Bu durumda bilginler, kendi görüşünün dışındaki yorumlara sağır kalmış, her biri karanlıkta kavram dövüşüne başlamış kimin kime ne söylediği tespit edilememiş, ciddi bir ayrışma ve tartışmaya zemin hazırlamışlardır.
Her birinin özde aynı şeyleri söyledikleri, fakat farklı kavramlarla ifade ettikleri, bugün bu kavramlar dövüşü gerçeğin ortaya çıkmasını çoğu kez de engellemiştir.
Bilginlerin bir kısmı İslâm hukukunun yürürlüğünü tarihsel yöntemde görürlerken; bir kısmı örf üzerine bina kılınan hükümlerin örfün değişmesiyle nassın hükmünün değişeceği ilkesini ileri sürmüşlerdir.
Keza bir kısmı nasların mekasıdını ileri sürerek problemi çözmeye çalışmışken; bir kısmı din ve şeriat ayrımı yaparak dinin değişmez ilkelerinin olduğunu şeriatın ise değişebilir özelliğine dikkat çekmişlerdir.
Öte yandan bir kısmı da illetin değişmesiyle hükümlerin değişme ilkesine sığınırken; bir kısmı da özel ve genel ayırımını esas kabul etmişlerdir.
Hiç kuşkusuz bu gayretlerin her biri, problemleri çözmek için İslâm hukukuna yürürlük sağlamak maksadıyla bir gayretin ve algının samimi niyetleridir.
Düşünce dünyasında farklı içtihatların olması kadar doğal bir durum yoktur.
Ancak tüm bu yürürlük içtihatları, bireyleri dışlamak için bir araç olmamalı, aksine zannî nasların anlaşılmasında olabildiğince özgür imkân sunmalıdır.
Bilindiği gibi nasların yorumlarının toplumsal kabul görmesi ve yürürlüğe konulması için ehlisünnet / sûra ile icma anlayışı tam bu noktada önemli bir ilkedir.
Bu içtihatlardan hangisi ortak akılla, sûra ile icma yöntemiyle yürürlük maddesi yaparsa bu ümmet için bağlayıcı olmaktadır.
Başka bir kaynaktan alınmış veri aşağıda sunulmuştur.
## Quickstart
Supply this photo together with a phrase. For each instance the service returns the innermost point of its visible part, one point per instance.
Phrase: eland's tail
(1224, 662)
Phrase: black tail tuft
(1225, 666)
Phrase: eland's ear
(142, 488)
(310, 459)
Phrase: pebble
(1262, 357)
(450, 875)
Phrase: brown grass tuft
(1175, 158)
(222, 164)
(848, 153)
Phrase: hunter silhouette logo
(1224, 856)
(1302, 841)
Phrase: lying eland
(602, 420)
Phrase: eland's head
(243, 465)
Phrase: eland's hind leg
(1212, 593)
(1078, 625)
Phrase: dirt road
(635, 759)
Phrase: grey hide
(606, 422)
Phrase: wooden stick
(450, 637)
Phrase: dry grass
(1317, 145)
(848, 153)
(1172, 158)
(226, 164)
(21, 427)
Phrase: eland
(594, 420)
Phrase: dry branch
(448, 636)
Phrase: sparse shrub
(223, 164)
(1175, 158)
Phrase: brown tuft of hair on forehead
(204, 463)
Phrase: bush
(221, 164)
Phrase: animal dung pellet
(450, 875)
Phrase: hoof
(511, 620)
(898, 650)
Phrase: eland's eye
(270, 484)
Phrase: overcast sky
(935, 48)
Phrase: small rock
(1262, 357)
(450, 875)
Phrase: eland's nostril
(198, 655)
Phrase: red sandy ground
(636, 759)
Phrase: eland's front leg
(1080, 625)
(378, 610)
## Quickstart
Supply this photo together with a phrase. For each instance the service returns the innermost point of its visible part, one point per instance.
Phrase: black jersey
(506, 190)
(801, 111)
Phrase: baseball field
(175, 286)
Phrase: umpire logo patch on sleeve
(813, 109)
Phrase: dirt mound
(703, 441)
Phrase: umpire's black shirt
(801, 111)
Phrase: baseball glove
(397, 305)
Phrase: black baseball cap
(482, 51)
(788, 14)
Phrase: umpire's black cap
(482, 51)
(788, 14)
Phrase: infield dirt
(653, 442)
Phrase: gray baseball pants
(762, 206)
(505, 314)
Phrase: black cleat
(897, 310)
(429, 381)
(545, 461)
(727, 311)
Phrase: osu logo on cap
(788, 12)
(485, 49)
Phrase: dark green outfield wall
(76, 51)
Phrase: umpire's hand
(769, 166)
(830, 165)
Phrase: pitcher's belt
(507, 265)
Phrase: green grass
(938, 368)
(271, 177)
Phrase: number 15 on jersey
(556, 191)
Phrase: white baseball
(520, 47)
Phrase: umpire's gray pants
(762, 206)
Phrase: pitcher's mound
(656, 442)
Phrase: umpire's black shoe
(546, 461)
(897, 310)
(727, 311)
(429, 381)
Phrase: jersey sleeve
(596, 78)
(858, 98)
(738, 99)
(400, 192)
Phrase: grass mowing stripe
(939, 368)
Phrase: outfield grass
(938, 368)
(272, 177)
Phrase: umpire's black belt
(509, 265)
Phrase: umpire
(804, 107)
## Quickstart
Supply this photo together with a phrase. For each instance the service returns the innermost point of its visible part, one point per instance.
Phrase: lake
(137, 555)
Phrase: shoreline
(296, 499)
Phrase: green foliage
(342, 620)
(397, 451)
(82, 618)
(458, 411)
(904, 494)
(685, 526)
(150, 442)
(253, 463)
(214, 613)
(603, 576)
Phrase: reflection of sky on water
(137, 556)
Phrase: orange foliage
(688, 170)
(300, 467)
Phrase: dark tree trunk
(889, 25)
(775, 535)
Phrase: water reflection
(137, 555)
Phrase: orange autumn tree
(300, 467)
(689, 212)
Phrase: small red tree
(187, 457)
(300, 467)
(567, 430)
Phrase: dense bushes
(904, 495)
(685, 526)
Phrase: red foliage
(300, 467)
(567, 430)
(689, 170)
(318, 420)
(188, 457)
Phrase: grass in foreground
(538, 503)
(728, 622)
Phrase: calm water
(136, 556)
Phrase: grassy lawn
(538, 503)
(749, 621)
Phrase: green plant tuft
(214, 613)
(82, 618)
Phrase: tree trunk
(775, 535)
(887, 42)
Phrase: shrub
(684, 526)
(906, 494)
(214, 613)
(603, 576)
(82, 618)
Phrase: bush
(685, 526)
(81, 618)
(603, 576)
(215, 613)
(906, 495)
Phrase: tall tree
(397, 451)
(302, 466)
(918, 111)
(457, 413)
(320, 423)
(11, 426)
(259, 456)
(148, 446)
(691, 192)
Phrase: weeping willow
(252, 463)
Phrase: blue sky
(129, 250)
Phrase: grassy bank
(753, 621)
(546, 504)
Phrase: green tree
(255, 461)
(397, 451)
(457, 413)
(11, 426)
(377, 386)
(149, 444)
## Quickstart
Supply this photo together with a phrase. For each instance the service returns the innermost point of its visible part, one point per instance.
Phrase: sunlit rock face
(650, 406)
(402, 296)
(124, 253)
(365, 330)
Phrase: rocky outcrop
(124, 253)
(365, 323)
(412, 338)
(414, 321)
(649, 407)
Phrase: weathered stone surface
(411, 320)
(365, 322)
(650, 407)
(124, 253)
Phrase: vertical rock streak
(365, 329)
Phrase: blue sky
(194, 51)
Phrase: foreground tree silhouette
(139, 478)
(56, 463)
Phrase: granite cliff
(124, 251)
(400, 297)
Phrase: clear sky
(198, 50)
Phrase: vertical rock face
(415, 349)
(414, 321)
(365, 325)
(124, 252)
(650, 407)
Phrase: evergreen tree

Bunun için diyanetimiz, bu düşünce üretiminden elde edilen görüşleri analiz ederek toplumun kültürüne en uygun olanına şûra ile icma prensibine göre ortak akılla kararı vermeli, verdiği karar nas (yasa) gibi bağlayıcı olmalıdır.
Ehlisünnet felsefesinin pratik göstergesi tefrikayı değil, hukukta birliği, tevhidi esas alan ümmetin orta yolu ve örnekliği demektir. Saygılarımla.